It was night. Johnny and I had baloney sandwiches and waited for the train. We didn't even know if one was coming. I heard crickets making that funny noise close to us, then far, like a sound in a fun house. I heard animals that sounded like crying children.
A train rattled in. I had no idea what time it was, I had lost all sense of time.
"That's it, that one," Johnny said and went toward it, hopped on. I followed him, not sure how he knew but unable to think. I wanted him to think for me.
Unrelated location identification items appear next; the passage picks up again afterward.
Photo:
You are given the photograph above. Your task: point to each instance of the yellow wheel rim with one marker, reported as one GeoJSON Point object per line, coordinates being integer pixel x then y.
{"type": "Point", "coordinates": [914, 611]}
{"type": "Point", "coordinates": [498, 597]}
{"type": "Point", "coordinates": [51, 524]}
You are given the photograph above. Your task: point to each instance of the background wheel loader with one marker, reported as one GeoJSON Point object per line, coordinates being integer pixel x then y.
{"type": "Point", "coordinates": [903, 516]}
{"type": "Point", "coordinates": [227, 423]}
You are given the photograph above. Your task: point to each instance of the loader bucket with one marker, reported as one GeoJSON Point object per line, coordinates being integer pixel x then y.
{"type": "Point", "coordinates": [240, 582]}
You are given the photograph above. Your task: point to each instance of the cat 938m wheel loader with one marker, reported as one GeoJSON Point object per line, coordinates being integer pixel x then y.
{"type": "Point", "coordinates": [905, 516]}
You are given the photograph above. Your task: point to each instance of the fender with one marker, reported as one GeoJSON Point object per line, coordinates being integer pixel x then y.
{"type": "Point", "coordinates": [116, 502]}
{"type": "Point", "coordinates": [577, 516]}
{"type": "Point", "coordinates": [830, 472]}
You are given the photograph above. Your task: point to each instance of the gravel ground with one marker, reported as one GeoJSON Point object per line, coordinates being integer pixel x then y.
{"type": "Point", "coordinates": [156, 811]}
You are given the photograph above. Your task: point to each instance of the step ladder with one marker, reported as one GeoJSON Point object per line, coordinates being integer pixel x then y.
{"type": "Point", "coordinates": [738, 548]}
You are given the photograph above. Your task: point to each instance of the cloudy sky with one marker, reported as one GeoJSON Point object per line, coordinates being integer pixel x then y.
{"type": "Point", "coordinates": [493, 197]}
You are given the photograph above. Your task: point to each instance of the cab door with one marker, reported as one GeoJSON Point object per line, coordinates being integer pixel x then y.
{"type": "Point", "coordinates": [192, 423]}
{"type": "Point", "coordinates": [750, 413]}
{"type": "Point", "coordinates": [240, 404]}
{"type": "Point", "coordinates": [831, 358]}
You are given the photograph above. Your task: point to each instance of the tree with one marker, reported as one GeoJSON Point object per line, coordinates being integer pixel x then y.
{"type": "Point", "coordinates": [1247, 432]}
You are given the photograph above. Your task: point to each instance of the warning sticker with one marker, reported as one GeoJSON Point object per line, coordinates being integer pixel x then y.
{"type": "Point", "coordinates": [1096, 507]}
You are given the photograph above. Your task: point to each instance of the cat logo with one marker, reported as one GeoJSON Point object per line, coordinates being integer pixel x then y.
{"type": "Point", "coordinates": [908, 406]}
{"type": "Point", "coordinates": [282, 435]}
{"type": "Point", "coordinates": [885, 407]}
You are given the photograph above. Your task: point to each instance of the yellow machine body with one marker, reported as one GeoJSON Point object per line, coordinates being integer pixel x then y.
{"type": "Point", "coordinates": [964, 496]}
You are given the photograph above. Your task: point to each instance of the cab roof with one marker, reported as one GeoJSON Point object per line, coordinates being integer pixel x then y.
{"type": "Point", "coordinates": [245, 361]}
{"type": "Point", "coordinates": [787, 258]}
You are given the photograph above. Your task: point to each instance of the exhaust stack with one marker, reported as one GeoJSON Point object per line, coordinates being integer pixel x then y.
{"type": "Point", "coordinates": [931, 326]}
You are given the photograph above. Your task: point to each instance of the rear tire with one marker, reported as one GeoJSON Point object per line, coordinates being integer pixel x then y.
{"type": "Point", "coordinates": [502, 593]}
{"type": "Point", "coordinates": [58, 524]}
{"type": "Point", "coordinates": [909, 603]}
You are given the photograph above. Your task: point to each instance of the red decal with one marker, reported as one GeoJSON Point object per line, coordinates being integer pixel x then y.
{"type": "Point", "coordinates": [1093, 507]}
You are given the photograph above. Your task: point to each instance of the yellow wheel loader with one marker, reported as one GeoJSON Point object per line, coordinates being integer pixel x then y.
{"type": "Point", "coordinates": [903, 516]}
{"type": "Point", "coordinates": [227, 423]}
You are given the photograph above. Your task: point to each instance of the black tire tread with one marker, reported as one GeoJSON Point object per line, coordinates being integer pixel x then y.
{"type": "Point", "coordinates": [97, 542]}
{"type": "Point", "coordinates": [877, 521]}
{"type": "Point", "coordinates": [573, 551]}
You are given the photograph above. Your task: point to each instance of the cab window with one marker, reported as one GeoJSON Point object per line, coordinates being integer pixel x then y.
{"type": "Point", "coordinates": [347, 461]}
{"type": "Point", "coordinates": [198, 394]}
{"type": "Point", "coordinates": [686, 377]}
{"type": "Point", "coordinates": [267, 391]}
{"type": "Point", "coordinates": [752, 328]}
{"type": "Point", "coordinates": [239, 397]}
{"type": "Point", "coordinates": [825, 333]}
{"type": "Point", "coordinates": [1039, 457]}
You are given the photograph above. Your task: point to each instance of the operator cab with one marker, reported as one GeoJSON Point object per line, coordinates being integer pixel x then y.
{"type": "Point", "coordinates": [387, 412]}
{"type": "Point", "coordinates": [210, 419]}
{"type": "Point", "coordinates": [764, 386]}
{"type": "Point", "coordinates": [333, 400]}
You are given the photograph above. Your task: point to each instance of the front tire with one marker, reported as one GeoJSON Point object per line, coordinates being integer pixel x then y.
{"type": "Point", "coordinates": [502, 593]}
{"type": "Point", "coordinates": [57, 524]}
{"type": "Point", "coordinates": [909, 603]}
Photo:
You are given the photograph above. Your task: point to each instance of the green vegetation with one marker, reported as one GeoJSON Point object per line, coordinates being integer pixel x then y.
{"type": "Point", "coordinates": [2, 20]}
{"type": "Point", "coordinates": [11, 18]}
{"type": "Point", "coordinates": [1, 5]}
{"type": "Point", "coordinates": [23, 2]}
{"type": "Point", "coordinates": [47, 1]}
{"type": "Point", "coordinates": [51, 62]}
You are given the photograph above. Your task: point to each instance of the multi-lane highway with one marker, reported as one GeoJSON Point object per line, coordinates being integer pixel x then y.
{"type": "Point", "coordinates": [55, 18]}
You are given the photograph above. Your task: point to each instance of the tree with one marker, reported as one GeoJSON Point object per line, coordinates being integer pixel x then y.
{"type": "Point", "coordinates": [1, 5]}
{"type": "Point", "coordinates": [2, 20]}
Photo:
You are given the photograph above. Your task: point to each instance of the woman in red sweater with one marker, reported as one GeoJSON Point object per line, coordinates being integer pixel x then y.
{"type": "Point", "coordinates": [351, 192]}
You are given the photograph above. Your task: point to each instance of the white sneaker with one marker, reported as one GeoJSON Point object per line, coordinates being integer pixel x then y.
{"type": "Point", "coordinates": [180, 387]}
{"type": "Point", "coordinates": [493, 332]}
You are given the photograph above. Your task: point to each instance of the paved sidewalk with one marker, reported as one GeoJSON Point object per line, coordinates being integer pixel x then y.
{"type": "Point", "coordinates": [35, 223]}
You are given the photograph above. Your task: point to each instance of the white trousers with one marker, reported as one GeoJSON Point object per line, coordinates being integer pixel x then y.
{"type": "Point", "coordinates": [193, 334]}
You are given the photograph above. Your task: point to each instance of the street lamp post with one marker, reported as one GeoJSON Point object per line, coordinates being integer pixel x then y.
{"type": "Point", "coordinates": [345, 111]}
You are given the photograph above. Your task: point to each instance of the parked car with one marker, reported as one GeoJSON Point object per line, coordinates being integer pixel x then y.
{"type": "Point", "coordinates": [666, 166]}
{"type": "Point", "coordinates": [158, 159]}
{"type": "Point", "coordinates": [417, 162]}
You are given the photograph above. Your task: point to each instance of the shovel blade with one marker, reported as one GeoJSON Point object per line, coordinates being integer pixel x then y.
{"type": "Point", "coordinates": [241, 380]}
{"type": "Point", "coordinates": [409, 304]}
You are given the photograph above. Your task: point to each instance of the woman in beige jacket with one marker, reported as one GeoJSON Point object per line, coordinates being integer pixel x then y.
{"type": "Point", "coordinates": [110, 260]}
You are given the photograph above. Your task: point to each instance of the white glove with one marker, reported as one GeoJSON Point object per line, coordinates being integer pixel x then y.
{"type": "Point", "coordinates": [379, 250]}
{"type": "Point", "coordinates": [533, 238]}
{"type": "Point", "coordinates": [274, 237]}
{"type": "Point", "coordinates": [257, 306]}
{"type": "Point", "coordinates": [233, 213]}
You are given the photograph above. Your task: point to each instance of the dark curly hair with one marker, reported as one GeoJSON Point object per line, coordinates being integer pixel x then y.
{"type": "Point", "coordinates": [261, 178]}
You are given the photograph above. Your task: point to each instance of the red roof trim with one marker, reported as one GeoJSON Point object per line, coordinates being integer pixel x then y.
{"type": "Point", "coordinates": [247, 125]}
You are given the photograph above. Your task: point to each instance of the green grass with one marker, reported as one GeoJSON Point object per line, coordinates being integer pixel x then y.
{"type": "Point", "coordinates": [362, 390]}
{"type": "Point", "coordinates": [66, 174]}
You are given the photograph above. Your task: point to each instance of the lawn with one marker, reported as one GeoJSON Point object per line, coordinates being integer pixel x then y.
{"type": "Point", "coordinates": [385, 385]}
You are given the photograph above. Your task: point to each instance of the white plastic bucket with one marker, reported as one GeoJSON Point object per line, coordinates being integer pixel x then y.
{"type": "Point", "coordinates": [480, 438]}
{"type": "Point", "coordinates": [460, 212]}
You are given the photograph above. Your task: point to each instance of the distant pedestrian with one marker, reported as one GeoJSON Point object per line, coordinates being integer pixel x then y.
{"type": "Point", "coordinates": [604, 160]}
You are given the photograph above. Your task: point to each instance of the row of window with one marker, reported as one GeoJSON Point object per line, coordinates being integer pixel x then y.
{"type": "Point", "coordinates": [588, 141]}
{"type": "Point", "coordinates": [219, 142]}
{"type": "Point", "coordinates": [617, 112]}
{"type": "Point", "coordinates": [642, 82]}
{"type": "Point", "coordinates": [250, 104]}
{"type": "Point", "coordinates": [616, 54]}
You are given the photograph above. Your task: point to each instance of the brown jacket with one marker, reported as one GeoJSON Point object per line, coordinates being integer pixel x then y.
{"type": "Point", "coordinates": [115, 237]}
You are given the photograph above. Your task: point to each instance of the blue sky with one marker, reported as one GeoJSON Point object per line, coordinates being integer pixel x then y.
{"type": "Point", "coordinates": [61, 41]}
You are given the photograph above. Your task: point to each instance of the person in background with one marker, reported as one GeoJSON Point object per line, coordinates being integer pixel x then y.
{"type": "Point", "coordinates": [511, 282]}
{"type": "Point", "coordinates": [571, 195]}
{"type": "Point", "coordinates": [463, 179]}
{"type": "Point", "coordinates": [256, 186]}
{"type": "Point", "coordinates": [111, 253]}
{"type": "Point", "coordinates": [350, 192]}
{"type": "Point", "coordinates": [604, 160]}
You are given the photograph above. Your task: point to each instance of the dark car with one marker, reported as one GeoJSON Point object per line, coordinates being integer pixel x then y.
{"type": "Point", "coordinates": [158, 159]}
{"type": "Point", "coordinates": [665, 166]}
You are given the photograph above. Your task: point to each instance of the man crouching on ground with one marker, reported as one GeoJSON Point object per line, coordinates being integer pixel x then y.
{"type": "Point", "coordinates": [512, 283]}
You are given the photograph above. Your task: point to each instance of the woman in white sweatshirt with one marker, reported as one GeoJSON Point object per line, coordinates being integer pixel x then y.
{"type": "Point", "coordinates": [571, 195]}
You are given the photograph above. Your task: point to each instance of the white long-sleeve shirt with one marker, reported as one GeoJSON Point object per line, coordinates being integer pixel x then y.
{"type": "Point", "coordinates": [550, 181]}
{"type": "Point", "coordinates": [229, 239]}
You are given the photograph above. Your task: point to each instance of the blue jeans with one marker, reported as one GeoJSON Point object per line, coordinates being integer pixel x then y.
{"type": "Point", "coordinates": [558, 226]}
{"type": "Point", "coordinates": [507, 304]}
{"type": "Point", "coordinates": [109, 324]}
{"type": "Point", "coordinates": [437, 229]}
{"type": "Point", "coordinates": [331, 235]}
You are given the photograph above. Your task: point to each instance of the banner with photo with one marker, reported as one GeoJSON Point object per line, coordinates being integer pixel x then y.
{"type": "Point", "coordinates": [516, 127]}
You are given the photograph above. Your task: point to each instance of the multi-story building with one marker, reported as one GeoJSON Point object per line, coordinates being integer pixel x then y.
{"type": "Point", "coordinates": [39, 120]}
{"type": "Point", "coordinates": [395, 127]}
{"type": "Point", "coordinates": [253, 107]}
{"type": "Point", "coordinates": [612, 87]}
We went past the country towns, went backward toward the scene of the crime, rattled into Tulsa while it was still dark. I didn't sleep on the train this time.
Tulsa felt like it knew all about us, we were marked. I saw cops behind every tree and car, creeping toward us. I began to wonder about the wisdom of trying to find Dallas.
"Johnny, what time is it?" I said, but I knew he never wore a watch. Neither did I.
"Midnight," he said, then grabbed me suddenly and pulled me down behind a parked car. A car roared by and I peeked. It wasn't a cop.
"This isn't a good idea," I said. We shouldn't be here, the only problem was I didn't know where we should be.
"You want Dally thinkin' we're dead or somethin'? " Johnny said, but not mad. I didn't care what he thought. But Johnny did.
"No, I guess not,"
"O.k., then, c'mon," I followed him, he seemed to know where he was going and I was starting to feel a sort of numbed obedience, thinking was hurting. I followed him past the cops who turned out to be clever arrangements of shadows, past the familiar streets that looked twisted somehow. Maybe it was me. I was the twisted one. I didn't think I was dealing with things very well anymore. I tried to tell Johnny.
"Johnny, I don't, I..." He wasn't listening, he was staring across the street at some bar.
"We're never gonna find him," he said so softly I almost couldn't hear him. I sat on the curb, too exhausted to stand. Johnny sat, too.
"Let's go someplace warm, make up new names for ourselves, never come back," I said.
"Let's turn ourselves in," Johnny said, "this isn't fair to you, it isn't fair making everyone worry about you," I wondered what time it was again, it seemed like it had been dark too long. There was no one around but I was still afraid, afraid a cop would come and nab us, afraid a soc would try to kill us. I felt the book in my back pocket again and wanted to take it out and read it, live in the Civil War for awhile instead of here, where no turn was the right one and no choice led us out of this maze.
"Do you think I'll go to Hell?" Johnny said in a surprisingly calm voice. I'd been too worried about keeping him alive to worry about where he would go after he died.
"I don't know,"
I didn't feel right, like something was wrong and I should know what it is, but my mind seemed to be filled with the red haze again and I panicked. Maybe I was still drowning and that is why everything seemed so fluid and so slow. Maybe I was dead and this was my version of Hell, constantly running from the police and my brothers because I had done something terrible. If that was so then I could answer Johnny's question. If I was in Hell then so was he. And where was the dawn? This night seemed to have gone on for days and days.
I shook my head to clear it and I realized that Johnny had been speaking to me, was still speaking, "didn't mean to, I honestly didn't mean to kill that boy but, but," he put his hands over his face, his head down. He could have been crying, I wasn't sure. I felt beyond crying, numb, trying to adjust to this night that couldn't seem to end.
It was unscripted now. Johnny was crying, silent crying and his shoulders were shaking with the sobs. I was unable to comfort him, felt slow and languid, underwater. I looked at the sky and it was pitch black, like looking up through water at night. I was sure of it now. The dawn would never come.